# I think my Mantis is scared of Crickets



## Lee2k4 (Sep 24, 2005)

I just bought some Large black crickets and the mantis is ignoring them. One even ran up the rock face and he just run away from it. Maybe they are too big for him?


----------



## Johnald Chaffinch (Sep 24, 2005)

get smaller crickets. or alternatively try damaging the crickets so they're not so scary. i dunno, i havent even got a mantis :lol:


----------



## Lee2k4 (Sep 24, 2005)

He striked at it but lost it, now he doesn't seem interested in nothing. I think he is ready to moult.


----------



## Rick (Sep 24, 2005)

If he is ready to molt then he may just strike at the cricket to scare it off.
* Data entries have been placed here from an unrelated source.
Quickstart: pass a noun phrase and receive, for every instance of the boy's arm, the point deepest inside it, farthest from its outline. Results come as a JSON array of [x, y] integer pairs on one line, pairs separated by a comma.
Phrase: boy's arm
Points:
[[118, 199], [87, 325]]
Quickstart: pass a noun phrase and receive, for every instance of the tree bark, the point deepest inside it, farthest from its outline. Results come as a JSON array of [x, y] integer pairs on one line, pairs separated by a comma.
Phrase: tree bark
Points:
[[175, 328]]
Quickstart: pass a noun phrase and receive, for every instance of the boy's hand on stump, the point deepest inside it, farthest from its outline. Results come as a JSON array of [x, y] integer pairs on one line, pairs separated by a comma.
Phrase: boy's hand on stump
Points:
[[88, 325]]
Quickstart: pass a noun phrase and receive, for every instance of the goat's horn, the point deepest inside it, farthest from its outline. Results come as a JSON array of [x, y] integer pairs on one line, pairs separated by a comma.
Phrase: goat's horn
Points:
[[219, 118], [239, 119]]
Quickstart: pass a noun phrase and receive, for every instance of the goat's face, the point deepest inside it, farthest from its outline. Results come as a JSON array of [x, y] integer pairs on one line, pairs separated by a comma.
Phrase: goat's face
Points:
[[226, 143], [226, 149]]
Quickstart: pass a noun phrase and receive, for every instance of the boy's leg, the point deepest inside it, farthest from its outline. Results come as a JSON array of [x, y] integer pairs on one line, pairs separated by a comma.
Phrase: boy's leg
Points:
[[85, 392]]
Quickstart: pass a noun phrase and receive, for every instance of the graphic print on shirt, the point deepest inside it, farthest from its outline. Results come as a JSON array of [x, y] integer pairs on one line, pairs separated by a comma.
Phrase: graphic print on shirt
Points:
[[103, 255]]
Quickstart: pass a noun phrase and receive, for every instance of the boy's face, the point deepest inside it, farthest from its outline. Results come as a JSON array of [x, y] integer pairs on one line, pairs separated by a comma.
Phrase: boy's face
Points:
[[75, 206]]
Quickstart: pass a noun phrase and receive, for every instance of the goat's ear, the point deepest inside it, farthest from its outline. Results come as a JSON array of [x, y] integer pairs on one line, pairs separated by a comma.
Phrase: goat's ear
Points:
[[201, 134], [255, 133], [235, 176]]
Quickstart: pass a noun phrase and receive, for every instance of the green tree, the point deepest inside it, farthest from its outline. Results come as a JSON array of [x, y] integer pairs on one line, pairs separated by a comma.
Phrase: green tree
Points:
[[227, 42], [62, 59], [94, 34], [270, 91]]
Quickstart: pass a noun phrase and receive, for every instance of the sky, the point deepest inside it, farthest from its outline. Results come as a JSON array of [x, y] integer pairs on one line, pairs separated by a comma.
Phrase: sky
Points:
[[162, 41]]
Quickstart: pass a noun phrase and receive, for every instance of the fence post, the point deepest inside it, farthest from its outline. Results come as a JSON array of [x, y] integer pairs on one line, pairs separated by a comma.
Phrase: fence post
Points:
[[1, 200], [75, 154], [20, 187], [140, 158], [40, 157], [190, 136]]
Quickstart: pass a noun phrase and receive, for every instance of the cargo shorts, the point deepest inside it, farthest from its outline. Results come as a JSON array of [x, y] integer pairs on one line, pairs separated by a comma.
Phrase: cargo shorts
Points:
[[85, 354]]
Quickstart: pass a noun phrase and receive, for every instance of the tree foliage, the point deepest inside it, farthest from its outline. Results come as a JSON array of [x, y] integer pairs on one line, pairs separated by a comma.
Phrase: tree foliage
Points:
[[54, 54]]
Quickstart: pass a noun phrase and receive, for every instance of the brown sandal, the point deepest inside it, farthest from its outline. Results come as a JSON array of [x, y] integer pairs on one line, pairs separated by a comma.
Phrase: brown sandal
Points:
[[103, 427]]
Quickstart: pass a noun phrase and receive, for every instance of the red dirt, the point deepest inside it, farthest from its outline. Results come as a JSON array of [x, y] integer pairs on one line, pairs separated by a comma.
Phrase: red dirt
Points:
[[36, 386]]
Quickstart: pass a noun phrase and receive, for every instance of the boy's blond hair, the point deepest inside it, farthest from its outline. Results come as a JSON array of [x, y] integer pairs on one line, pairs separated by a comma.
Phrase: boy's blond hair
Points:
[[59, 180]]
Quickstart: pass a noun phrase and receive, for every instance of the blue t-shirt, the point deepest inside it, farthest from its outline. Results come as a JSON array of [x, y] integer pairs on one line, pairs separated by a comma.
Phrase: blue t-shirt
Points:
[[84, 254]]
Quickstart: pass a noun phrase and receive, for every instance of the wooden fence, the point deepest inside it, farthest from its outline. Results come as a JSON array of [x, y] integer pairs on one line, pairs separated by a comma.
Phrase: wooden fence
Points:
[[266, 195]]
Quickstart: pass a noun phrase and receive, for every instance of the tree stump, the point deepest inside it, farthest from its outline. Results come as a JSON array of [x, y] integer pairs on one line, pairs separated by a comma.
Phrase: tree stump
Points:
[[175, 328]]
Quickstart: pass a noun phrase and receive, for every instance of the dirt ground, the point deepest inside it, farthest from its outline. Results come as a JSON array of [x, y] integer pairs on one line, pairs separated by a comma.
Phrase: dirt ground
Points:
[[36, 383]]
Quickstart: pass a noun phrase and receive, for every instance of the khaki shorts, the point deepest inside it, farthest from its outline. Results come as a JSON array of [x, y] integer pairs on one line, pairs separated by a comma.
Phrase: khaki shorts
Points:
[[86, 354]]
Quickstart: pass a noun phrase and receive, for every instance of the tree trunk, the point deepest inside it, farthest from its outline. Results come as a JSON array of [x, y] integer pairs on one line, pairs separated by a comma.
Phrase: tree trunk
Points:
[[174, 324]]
Remove all food and wait. If he hangs there not moving and looks swollen then he is going to molt very soon.


----------



## Lee2k4 (Sep 24, 2005)

Just went back to Pet shop and got some Micro brown crickets, he is not interested in them either, I even tried tweaser feeding him so I guess he is due to moult.


----------



## Chimpy666 (Sep 24, 2005)

Yeh that happend to millie but then she just got used to them, is the mantis new?? or recently moved tank?


----------



## Lee2k4 (Sep 24, 2005)

I got him on Friday, not sure how old he is but he is only small, about an inch and a half in length and has a really small head. Here is a pic I just took of him


----------



## Rick (Sep 24, 2005)

Looks like a Grandis.


----------



## Lee2k4 (Sep 24, 2005)

FINALY! he just caught a little cricket and is holding onto it.


----------